Based on the data from INDEED alone:
there are 229 entities (companies, startups, etc…) in the US, that have job postings for self-driving cars, or related products.
Checkout this link for the full list of companies!
Below is a list of companies that have more than 10 job postings.
+---------------------------------------------+---------------------+ | Company Name | Nbr of job postings |
| Daimler | 67 |
| Luminar | 47 |
| NXP SemiConductors | 33 |
| NVidia | 31 |
| HERE | 25 |
| General Motors | 20 |
| Google | 17 |
| Delphi | 15 |
| Uber / Drive.ai | 12 |
| Applied Minds / Tesla Motors / Argo AI | 11 | +---------------------------------------------+---------------------+
Do you really need C++?
Let’s look at the programming skills that are the most frequently found in the jobs description. We do not make a distinction between the Requirements section and the Preferred section: for example, if the string “C++” is found anywhere in the job description, it is added to the database. Also, we do not take into account the frequency of occurrence of the string in the same job description.
A third of the jobs require proficiency in C++
C++ is mentioned in about 30% of the job descriptions. Python is 2nd with 21.7% and 3rd position for C with 19.2%. The slice Others includes programming languages/OS/frameworks that have a score below 5%: Tensorflow, Keras, php, OpenCv, Ruby.
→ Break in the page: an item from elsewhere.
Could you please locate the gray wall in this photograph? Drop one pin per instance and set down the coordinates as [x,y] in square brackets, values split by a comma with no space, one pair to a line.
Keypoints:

Most jobs require at least a bachelor or a master. There are also a few jobs that ask for a PhD candidate. However, the mention of PhD is more often found in the section ‘Preferred’, rather than in the section ‘Requirements’.
What about the field of study?
A degree in Computer Science is the most popular request.
It is followed by ‘Electrical Engineering’, but it represents almost half of the number of Computer Science. There is also demand for candidates with degree in Physics or Mechanical Engineering but it is to a lesser extent.
Fields of expertise
I ‘ll spare you another pie-chart here! In order to extract the fields of expertise, I created a dictionary of words. This is how they rank in terms of frequency in the entire dataset:
- Robotics ……………………………………………. 47%
- Machine Learning / Predictive analytics………… 34.9%
- Radar ………………………………………………. 15.9%
- Parallel programming …………………………….. 2.1%
From this analysis, we could draw the profile of the candidate that best matches most of the job postings:
- Bachelor/Master in Computer Science
- Proficient in C++
- Expertise in Robotics
- willing to relocate to CA
Are you surprised?
Let me know what you think!
I am currently looking into expanding the source of job listings to other websites : either using API or web scraping to collect additional job postings.
Evolution of the job market for SDC: with the development of educational programs exclusively dedicated to SDC, like Udacity SDCND, or MIT SDC class, it would be interesting to see how the job requirements evolve over time…whether they become targeted towards more specialized profiles.